Il check-in de visu è un processo di identificazione dell’ospite che richiede una verifica visiva per confermare che la persona corrisponda al documento di identità, ed è collegato al momento dell’arrivo.
2) I property manager possono effettuare il check-in de visu da remoto?
Sì, a condizione che il flusso includa un controllo visivo all’arrivo (non solo il caricamento remoto dei documenti) e produca una prova tracciabile collegata all’accesso dell’ospite.

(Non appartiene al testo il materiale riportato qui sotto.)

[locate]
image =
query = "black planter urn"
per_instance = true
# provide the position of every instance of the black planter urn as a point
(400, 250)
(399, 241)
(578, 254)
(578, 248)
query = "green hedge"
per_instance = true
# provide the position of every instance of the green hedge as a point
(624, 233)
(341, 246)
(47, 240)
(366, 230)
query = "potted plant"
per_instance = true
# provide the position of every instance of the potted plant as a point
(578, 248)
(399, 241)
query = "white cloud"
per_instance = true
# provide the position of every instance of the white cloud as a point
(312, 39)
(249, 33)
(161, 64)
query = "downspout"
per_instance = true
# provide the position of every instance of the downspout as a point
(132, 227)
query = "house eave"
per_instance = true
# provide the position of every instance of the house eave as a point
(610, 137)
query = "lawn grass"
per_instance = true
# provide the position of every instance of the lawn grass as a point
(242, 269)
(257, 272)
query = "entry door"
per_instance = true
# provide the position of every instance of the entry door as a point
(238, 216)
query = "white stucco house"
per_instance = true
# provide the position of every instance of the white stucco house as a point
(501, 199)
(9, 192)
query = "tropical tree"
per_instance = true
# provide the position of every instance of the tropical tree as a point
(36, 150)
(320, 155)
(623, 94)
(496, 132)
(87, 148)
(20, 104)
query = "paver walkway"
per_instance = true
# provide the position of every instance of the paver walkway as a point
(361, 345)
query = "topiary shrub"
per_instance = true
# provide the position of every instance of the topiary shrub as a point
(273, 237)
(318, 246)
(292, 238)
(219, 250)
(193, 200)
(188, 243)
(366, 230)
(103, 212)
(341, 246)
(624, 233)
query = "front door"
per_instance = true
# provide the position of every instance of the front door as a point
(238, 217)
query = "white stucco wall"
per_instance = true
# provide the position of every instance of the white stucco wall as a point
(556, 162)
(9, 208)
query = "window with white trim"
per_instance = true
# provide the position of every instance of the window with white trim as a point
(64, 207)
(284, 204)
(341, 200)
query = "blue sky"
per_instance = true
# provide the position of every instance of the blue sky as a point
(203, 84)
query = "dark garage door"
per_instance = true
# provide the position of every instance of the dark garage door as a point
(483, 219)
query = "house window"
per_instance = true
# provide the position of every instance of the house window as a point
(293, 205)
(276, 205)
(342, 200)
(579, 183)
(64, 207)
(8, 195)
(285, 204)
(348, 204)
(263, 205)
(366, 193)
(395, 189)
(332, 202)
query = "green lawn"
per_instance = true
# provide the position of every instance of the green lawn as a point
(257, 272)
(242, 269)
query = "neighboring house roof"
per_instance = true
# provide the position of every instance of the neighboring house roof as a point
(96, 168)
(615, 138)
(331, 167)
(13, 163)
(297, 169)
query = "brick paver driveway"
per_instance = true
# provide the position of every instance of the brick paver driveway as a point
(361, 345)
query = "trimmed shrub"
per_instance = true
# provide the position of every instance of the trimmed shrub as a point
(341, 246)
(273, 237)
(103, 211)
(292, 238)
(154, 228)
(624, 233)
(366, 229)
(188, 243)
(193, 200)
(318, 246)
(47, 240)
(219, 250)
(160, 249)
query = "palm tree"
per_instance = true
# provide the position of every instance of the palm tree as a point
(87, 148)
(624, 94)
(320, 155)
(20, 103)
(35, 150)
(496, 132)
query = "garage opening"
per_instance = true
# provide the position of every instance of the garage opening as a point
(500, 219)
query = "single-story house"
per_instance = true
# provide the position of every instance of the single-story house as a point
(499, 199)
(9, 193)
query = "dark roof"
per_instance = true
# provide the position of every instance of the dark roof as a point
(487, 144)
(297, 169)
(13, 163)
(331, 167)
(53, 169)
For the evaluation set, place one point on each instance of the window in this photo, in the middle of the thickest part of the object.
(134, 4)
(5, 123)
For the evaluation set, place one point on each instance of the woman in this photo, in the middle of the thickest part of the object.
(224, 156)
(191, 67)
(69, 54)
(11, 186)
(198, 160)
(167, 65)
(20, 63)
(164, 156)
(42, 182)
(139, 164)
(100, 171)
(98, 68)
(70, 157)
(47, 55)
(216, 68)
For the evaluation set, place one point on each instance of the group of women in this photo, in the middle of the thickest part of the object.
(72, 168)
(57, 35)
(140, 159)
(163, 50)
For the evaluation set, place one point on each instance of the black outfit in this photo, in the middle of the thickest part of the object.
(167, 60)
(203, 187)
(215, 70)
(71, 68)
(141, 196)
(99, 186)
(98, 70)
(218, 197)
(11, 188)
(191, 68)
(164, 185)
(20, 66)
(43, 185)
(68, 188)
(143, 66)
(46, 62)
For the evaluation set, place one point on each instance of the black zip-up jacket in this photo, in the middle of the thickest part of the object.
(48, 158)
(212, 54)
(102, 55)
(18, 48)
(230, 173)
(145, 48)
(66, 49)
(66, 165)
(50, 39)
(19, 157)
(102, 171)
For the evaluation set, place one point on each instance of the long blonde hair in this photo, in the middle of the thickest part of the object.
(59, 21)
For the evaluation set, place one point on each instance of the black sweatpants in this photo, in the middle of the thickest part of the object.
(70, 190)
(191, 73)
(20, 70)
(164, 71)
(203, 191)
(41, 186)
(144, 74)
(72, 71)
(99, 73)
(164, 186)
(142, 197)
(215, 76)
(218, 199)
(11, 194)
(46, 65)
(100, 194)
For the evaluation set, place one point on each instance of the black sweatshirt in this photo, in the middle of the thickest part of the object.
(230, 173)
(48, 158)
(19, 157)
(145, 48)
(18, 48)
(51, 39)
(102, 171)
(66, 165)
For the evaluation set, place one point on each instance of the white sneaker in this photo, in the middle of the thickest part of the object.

3) In che modo Chekin supporta il check-in de visu per le strutture con self check-in?
Chekin utilizza un QR code posizionato all’ingresso per attivare la validazione dell’identità all’arrivo e supporta la verifica biometrica dell’identità per associare l’ospite al suo documento.
4) Cosa significa “hic et nunc” nei flussi di check-in de visu?
“Hic et nunc” significa che il controllo dell’identità deve essere validato in quel preciso momento e luogo, cioè al momento dell’arrivo o dell’accesso, così da essere collegato all’evento reale di ingresso.
5) Gli ospiti devono scaricare un’app per completare il check-in de visu con Chekin?
No. Il flusso di Chekin è progettato per funzionare senza app, tipicamente tramite un processo basato su QR che l’ospite completa direttamente dal proprio telefono.
6) Quali benefici offre Chekin oltre alla conformità al check-in de visu?
Chekin consente di unificare registrazione degli ospiti, verifica dell’identità, comunicazioni automatiche e istruzioni di accesso, riducendo il lavoro manuale e migliorando la coerenza operativa su più strutture.